Functions: Advanced Functions

In addition to type specific and aggregate functions, CedarDB offers additional functionality for IO, advanced analytics, as well as utility functions.

IO Functionality

csvview

CSV Views allow you to work with temporary data in external CSV files without first copying them into the database.

Example:

select * from cedar.csvview('movies.csv', 'delimiter \",\",header', 'id integer not null, title text');

The cedar.csvview function takes 3 arguments, the last being optional:

  1. Filename
  2. CSV Options
  3. Schema (optional)

The filename is relative to the execution path of the CedarDB server, not to the connecting client.

CSV options need to be encoded into a single string, with special characters, e.g. the " surrounding delimiters, encoded.

The optional third parameter allows to specify the schema of the CSV file, which is autodetected by default. This can be useful if the user has additional information on the properties of the csv file, such as non-nullable colunms.

Advanced Analytical Functions

kmeans

CedarDB provides an optimized implementation to cluster points with any number of dimensions using the k-Means clustering algorithm with an euclidean distance.

Example:

select * from cedar.kmeans(table (select id, title, year, length from movies), 5 order by char_length(title), year, length);

The cedar.kmeans table function takes two arguments and an order by clause. The two arguments are the input and the number of clusters.

The input is a subquery or the name of a table whose values are used in the k-Means clustering. The table keyword is necessary to tell the database system that the argument should be treated as a set of values instead of just a single value. You can either write an entire subquery as in the example above or just use the name of an existing table, e.g., cedar.kmeans(table (movies), ...).

The number of clusters must be a constant integer. It specifies the number of different clusters into which the k-Means algorithm will cluster the input. Generally, only low numbers of clusters (but more than one) will lead to meaningful results.

The oder by clause specifies which attributes the k-Means algorithm should use as dimensions. You need to specify this, since a table generally contains more data than just the dimension values. All expressions in the oder by clause are treated as double precision numbers.

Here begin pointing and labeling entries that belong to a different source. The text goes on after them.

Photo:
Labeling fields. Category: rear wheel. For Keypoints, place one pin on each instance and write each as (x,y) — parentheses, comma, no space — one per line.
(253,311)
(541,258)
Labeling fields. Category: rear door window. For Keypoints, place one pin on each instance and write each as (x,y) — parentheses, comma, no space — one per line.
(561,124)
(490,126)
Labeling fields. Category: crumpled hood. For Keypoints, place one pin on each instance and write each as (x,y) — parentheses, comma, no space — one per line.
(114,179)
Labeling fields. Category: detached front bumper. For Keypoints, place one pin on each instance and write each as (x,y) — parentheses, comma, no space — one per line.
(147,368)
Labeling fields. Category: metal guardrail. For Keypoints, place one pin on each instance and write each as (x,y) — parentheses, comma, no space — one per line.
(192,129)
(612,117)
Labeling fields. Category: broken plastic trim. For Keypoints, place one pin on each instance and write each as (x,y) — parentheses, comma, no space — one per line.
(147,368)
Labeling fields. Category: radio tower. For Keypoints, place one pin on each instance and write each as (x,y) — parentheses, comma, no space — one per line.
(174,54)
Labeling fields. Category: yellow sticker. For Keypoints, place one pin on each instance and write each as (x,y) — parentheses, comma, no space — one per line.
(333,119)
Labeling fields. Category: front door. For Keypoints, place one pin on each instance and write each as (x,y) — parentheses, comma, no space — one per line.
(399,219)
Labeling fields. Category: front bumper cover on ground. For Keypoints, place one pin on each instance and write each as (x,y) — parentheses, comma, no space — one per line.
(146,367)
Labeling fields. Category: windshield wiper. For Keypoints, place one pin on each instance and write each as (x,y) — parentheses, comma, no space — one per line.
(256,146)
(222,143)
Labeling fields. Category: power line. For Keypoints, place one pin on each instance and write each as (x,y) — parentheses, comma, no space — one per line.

The cedar.kmeans function returns an entire table, so you can only use it anywhere you could also write a subquery. The returned table contains all attributes and tuples of the input and one additional column with the name cluster_id which contains an integer between 0 and the specified number of clusters (exclusive). For each tuple the cluster_id attribute specifies the cluster the tuple was assigned to.

Utility Functions

hash

The cedar.hash function allows to calculate efficient 64-bit hash values over an arbitrary number of input arguments.

Example:

select title, cedar.hash(id, title, genre) from movies;

normalize_datetime

cedar.normalize_datetime is a helper function to cast all date types to the timestamp type.

Example:

select cedar.normalize_datetime(birthdate) from stars;

For times without date, such as TIME and INTERVAL, the date is set to 01.01.1970.

split_part

cedar.split_part allows to split text types by a separator string and access the result of the split by index.

Example:

select cedar.split_part('abbcdbbef', 'bb', 2);

It takes 3 arguments:

  1. Input
  2. Separator
  3. Index

The index starts at 1, so the example above will return cd.